OMC Medical
OMC Medical

Cosmetics Registration in

USA

Regulatory Authority:

US Food and Drug Administration

Link for RA:

https://www.fda.gov/cosmetics

Local regulation:

U.S. Food, Drug, and Cosmetic Act (FD&C Act)

Who can register : 

  • Manufacturers
  • Distributors
  • Packers

Data to be communicated :

To complete Form 2512, the following information is required: 

  • Labeller information 
  • Information from the manufacturer
  • Information about the packer
  • Indicate whether the filed product is already available in the United States.
  • Information on the product
    • Select product category
    • Choose a product category.
    • Code of the product
    • Name of a brand or a specific product
    • Website for the product
    • Label photos should be uploaded.
  • Ingredient Information 
    • You have the option of entering a CAS/ VCRP code number or a common, everyday chemical name.
  • Authorised individual name

Process: 

Declaration of the Ingredients in Cosmetic Products (CPIS). 

A cosmetics manufacturer, packer, or distributor can submit a statement for each product commercially distributed in the United States.
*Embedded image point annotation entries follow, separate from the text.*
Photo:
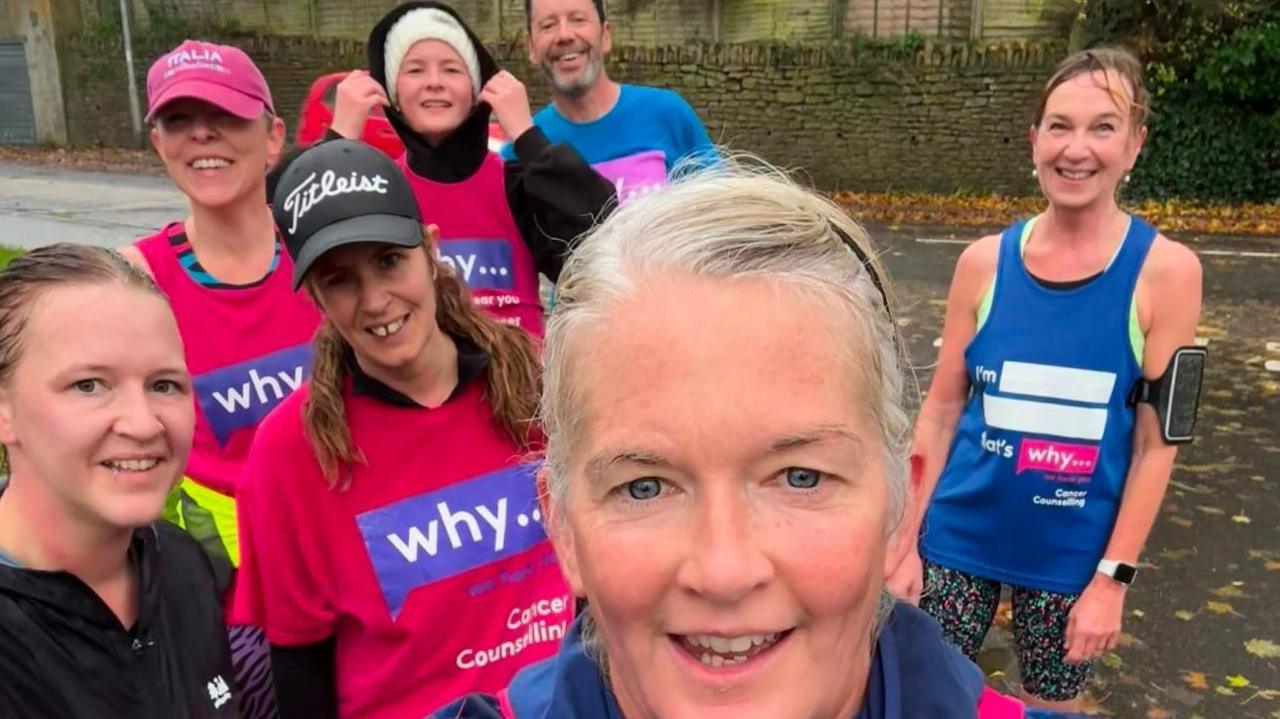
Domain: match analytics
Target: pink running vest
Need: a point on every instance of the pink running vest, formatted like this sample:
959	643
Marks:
247	349
480	241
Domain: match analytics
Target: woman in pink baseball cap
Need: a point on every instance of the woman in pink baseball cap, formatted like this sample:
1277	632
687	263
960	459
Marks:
246	331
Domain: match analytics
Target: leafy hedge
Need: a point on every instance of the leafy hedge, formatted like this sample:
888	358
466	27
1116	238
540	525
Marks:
1214	69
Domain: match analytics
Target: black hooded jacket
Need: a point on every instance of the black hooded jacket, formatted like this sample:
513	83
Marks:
554	196
64	654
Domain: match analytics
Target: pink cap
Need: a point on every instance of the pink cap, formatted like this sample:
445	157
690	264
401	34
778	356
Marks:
219	74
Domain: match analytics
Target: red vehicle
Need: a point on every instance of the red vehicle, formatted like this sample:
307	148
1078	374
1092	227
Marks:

For each formulation, use a separate FDA 2512 form. (You’ll need Form FDA 2512 and Form FDA 2512a if you’re utilising printed documents.) The FDA assigns each formulation filed in the VCRP a CPIS number.

Making changes to a product’s formulation or discontinuing it. 

Form FDA 2512 and continuation Form FDA 2512a can change or terminate a CPIS. Within 60 days of the product’s commercial distribution, changes to the brand name or ingredients must be submitted. You should stop using a CPIS within 180 days of learning about the end of retail distribution.

Timeframe and fees: 

Additional information:  

The FDA is responsible for cosmetic labelling under the Federal Food, Drug, and Cosmetic Act (FD&C Act) and the Fair Packaging and Labelling Act (FPLA). Pre-market approval of cosmetic product labelling is not possible since the FDA lacks the resources and authority required by law. The manufacturer and distributor must ensure that products are properly labelled. Failure to adhere to labelling regulations may result in a misbranded product. All information on the labels must be written in English.